Off Topic: Israels first moon mission set for liftoff from Florida on Thursday
Source: Israels first moon mission set for liftoff from Florida on Thursday
The 1,290-pound (585 kg), dishwasher-sized lander was built by Israeli nonprofit space venture SpaceIL and state-owned defense contractor Israel Aerospace Industries (IAI) with $100 million furnished almost entirely by private donors.
If the launch is successful, Beresheet is due to arrive on the near side of the moon in April following a two-month journey through 4 million miles (6.5 million km) of space.
SpaceIL said they hoped Beresheet will help inspire Israel’s defense-focused space program to pursue more science missions by way of an “Apollo effect,” referring to the manned lunar exploration program that became NASA’s chief purpose in the 1960s and early ’70s.
The United States, the former Soviet Union and China are the only three nations to date to have achieved controlled “soft” landings of spacecraft on the lunar surface.
The US Apollo program tallied six manned missions to the moon—the only ones yet achieved—between 1969 and 1972, with about a dozen more unmanned landings combined by the United States and Soviets. China made history in January with its Chang’e 4, the first to touch down on the dark side of the moon.

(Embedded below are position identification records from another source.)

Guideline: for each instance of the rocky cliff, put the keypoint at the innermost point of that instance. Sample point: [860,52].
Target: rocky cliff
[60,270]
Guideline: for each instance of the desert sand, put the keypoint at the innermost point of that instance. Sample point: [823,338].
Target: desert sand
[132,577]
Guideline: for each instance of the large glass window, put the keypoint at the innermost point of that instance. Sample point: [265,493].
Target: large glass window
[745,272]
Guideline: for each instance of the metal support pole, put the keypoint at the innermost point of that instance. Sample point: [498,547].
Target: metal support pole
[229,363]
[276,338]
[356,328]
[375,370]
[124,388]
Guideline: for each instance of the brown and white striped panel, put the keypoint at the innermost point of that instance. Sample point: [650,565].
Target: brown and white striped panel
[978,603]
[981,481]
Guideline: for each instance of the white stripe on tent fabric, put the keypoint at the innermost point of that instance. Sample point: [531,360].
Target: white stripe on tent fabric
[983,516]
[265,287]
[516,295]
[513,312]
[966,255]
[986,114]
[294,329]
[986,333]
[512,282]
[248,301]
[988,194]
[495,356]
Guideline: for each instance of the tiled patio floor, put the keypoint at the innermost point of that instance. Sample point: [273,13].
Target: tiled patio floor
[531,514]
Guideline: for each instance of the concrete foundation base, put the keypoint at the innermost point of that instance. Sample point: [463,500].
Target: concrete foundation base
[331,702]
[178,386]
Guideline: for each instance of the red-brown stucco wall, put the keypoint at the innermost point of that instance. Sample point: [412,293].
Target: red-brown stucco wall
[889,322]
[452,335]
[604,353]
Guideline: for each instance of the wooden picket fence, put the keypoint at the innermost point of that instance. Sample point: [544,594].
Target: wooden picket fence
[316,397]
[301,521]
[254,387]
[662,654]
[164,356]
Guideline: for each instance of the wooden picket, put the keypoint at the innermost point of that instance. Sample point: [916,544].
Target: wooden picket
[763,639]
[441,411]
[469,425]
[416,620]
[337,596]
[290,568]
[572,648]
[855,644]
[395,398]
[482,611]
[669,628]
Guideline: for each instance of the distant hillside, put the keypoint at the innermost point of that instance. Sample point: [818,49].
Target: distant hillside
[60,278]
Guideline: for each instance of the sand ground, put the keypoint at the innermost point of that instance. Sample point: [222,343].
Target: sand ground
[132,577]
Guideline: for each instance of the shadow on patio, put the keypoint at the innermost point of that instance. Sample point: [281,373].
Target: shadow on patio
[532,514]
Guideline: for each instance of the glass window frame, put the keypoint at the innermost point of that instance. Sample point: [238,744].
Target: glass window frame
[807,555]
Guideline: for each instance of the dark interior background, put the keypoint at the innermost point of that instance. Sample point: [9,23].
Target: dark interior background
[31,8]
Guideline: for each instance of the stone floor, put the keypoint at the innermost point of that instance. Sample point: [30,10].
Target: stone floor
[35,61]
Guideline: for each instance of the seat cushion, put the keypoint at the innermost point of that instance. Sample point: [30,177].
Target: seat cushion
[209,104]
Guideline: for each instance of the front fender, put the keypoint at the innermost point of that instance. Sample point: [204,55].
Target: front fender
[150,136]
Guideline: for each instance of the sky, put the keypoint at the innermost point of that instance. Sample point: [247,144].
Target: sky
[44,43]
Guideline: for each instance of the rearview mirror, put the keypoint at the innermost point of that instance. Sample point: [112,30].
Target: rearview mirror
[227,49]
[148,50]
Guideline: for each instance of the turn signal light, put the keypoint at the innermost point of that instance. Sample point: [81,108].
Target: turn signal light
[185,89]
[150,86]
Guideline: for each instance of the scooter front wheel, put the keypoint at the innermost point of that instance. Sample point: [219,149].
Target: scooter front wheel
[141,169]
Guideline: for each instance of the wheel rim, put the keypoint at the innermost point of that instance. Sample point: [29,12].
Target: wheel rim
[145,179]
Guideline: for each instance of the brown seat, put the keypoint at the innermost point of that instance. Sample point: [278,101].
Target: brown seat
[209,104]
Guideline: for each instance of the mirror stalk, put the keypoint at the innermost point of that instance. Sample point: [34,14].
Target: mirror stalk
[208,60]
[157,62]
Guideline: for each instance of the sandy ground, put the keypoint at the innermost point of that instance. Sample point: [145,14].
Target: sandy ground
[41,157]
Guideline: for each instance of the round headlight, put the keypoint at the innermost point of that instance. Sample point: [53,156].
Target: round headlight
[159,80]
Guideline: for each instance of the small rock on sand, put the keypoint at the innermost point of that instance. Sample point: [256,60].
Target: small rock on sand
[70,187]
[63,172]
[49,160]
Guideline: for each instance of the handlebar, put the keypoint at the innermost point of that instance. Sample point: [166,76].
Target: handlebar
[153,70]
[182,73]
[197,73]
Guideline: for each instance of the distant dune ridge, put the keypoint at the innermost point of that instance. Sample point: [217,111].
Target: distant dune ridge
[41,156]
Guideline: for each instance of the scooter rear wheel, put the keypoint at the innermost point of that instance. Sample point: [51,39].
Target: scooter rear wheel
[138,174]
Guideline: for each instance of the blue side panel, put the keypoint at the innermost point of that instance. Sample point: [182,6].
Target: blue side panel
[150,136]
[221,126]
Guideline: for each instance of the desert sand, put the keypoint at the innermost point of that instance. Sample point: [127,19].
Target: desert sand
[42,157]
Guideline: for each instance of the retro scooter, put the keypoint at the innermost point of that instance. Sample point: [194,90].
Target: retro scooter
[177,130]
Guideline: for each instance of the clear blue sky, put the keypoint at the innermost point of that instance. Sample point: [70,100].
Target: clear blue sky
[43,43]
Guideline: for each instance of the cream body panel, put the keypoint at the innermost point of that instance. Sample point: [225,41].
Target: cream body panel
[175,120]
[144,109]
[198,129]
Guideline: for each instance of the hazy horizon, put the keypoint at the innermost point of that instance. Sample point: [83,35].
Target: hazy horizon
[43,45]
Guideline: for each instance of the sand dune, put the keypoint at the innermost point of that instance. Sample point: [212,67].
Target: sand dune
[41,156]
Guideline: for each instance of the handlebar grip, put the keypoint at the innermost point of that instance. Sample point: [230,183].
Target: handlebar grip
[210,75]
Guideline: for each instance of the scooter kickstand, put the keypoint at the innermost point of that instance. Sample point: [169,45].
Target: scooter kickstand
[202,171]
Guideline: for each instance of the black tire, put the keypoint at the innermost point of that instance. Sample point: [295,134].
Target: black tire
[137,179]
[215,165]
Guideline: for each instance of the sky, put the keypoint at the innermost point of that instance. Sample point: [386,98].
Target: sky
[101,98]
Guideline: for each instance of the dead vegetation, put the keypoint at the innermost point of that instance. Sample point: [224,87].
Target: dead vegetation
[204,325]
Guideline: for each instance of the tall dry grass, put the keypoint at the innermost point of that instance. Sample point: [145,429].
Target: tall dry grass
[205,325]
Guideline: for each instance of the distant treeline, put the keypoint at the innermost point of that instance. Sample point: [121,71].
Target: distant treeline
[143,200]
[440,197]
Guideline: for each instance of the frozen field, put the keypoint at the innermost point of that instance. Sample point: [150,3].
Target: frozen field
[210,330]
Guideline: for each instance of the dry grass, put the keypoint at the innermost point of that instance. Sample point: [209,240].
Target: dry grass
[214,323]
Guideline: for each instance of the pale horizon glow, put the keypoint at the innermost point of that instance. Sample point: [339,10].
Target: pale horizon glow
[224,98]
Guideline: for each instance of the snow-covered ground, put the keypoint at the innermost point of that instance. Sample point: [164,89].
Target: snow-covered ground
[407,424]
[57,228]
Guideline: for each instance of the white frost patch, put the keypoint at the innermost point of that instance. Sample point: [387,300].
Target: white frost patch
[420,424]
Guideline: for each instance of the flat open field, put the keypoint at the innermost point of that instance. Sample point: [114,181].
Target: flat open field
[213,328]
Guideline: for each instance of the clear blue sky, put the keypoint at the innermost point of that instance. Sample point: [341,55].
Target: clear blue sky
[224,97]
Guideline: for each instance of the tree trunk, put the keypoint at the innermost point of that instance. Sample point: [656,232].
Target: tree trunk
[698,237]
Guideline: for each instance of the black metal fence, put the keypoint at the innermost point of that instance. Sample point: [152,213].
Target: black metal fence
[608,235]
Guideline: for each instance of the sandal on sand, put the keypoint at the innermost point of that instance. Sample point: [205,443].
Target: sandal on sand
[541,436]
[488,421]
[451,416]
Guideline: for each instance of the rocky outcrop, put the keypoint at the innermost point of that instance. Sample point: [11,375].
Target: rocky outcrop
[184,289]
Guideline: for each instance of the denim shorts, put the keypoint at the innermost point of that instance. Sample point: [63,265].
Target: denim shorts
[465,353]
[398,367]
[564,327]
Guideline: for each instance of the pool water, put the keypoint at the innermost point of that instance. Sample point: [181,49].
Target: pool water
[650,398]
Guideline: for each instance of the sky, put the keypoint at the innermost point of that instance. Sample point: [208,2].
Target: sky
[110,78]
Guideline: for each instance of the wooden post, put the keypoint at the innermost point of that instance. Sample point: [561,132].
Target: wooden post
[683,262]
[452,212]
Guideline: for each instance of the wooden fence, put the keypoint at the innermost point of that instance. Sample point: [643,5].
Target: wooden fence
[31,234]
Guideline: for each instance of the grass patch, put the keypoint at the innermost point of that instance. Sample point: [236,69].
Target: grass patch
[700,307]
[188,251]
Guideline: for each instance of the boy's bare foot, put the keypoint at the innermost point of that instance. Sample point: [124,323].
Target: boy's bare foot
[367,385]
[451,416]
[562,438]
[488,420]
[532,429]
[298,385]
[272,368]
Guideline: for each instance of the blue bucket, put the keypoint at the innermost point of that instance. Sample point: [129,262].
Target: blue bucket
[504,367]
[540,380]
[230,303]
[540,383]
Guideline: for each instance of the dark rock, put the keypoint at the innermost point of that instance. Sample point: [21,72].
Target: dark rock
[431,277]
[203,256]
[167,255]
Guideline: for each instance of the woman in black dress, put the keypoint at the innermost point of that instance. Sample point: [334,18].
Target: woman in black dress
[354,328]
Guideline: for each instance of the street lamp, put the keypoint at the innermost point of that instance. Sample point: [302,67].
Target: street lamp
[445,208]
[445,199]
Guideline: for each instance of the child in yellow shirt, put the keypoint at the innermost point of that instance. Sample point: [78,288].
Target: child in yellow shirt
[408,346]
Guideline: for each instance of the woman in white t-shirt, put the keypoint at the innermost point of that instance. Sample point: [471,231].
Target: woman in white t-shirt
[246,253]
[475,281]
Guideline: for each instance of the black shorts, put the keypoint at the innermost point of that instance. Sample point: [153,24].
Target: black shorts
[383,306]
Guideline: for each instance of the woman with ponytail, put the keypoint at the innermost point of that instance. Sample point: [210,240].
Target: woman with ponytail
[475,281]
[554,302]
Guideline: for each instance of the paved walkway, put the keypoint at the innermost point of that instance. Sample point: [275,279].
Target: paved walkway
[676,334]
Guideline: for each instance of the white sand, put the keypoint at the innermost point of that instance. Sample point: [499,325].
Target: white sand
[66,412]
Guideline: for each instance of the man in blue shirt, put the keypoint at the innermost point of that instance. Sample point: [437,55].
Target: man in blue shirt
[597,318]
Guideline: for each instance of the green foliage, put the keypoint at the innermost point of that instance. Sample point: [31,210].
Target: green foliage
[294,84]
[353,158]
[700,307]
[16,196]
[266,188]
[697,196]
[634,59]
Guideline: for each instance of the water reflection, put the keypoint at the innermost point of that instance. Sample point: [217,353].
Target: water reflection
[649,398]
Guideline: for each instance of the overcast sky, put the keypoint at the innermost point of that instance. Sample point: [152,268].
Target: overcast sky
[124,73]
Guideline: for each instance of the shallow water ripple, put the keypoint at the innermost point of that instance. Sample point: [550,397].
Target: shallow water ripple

“This is the beginning of Israel’s story in deep space … whether this succeeds or fails,” SpaceIL president and billionaire high-tech developer Morris Kahn, who invested $44 million of his own money into the Beresheet project, told Reuters.
If successful, Beresheet will end up as the prototype for a series of future moon landing missions jointly planned by IAI and Germany’s OHB System on behalf of the European Space Agency.
SpaceIL has no plans for future explorations of its own beyond Beresheet and “will not continue after this mission,” Harel said.